Isaac looked at Nelson’s black face, grinning with the elation of freedom still new to him. He envied Nelson. He’d been fortunate to come to know Mercy better than he had or Jacob had. Nelson had spent months with her, surviving, laughing, crying, and sleeping beside her. On that journey, they had shared experiences that he would never have. As he walked to his office, he realised that he begrudged Nelson and Mercy’s relationship. He had learned that Mercy was alive and well, and that should have been enough to satisfy him, yet proof of life was not enough to satisfy his incessant craving for her nor dampen his resolve to possess her, body and soul.
“Nelson, where do you think Miss Mercy is right now?” he asked. “Do you believe she might still be in Newport News?”
“I don’ reckon I know, Mr Isaac. She talked all day long ’bout getting back to the man she left behind. I done told her that she should forget him, on account of him being married, but she just say they meant to be together. Now, Mr Charlie done tell Miss Mercy to stay away from that Mr Jacob Stone, but Miss Mercy say she love him and he should know better.”
Isaac smiled to mask his disappointment. “Know better about what?”

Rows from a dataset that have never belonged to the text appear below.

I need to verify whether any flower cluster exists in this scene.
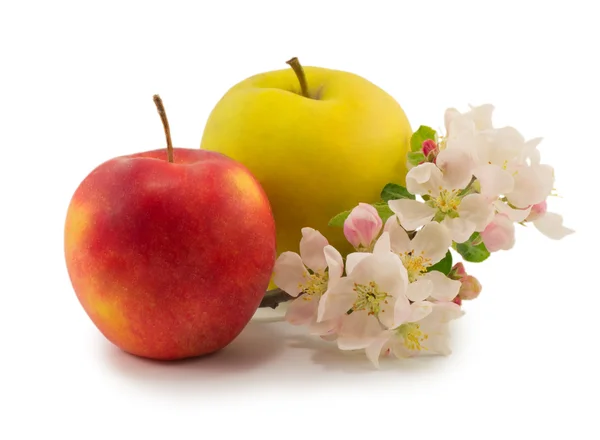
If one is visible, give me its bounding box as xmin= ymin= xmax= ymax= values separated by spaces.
xmin=274 ymin=105 xmax=573 ymax=365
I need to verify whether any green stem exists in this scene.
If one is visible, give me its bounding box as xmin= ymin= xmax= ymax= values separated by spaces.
xmin=286 ymin=57 xmax=310 ymax=98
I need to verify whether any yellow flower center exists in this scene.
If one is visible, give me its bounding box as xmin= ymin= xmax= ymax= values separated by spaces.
xmin=398 ymin=250 xmax=431 ymax=283
xmin=396 ymin=322 xmax=429 ymax=351
xmin=427 ymin=187 xmax=462 ymax=221
xmin=298 ymin=272 xmax=329 ymax=301
xmin=352 ymin=281 xmax=390 ymax=316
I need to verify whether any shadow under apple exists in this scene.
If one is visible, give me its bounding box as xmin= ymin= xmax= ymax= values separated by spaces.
xmin=101 ymin=322 xmax=285 ymax=392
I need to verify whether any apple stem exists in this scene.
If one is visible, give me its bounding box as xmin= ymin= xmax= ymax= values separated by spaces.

“I dunno – about love, I reckon. Love sure must be a powerful thing, the way Miss Mercy be goin’ on about it.”
“It is, Nelson, and when you have it, it’s not easy to give up. I believe it may be a cursed pursuit for some folks.”
Nelson didn’t know any more about Mercy’s whereabouts than he, Isaac, did. There was still a sliver of hope that she had decided against going back to Jacob, he thought. He would cling to that hope.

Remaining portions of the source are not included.